Advisory that stops at recommendations creates a false sense of security. Without delivery, organisations can:

  • Fail audits because controls were never implemented.
  • Leave AI models and data pipelines exposed to adversarial manipulation.
  • Waste budget on plans that don’t measurably reduce business risk.
  • Develops the in-house team capability to reduce the sklils gap.

The value lies in helping an organisation reach a state of assurance where security enables, rather than restricts, mission-critical operations. A genuine security advisory partner isn’t there for snapshots in time, they remain alongside you throughout the lifecycle of your programme, adapting as risks evolve and ensuring assurance is maintained, not just achieved.

Instead of just giving recommendations, continuous assurance allows consultants to demonstrably show improvements in risk posture, e.g.:

  • Reduced mean time to detect/respond incidents
  • Verified effectiveness of specific controls
  • Evidence of regulatory compliance

NCSC statesAssurance is a means of providing confidence that security controls are working in the way you expect to ensure the security of the system. Assurance should be continually sought from the controls (whether these are procedural, personnel, physical or technical) you apply to treat cyber security risks. Gaining this confidence in your risk treatments – through the effective use of assurance activities – is therefore essential for managing cyber risks.

Our Information Security Advisory & Assurance services are built on that principle.
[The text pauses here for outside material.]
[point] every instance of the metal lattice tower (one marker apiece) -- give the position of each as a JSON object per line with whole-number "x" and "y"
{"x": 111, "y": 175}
We don’t just interpret frameworks or tick compliance boxes — we help organisations, and delivered our own assured, usable outcomes that align with mission objectives, risk appetite, and operational reality.

Our advisory services are underpinned by nearly a decade of hands-on delivery across Defence, Government and National Security sectors. We bring lived experience from designing, building, and managing secure digital environments, meaning our advice is always practical, proportionate, and proven.

  • Strengthen organisational resilience and assurance maturity
  • Align security controls to mission-driven outcomes
  • Optimise investment in people, process, and technology
  • Build confidence through continuous assurance, not one-off audits

We’ve supported clients to:

  • Achieve and maintain capabilities operating above OFFICIAL
  • Embed Secure by Design principles in complex programmes
  • Deliver Assurance as a Service and independent verification
  • Conduct threat, vulnerability, and risk assessments aligned to NCSC guidance
  • Maintain DCC (Defence Cyber Certification), demonstrating our commitment to NCSC-assured standards

In partnership with BNS Cyber, an NCSC-certified provider, we offer the full spectrum of Information Security Advisory and Assurance — from risk assessment to continuous compliance. Together, we ensure that every piece of advice is strategic, actionable, and aligned to the Secure by Design mandate.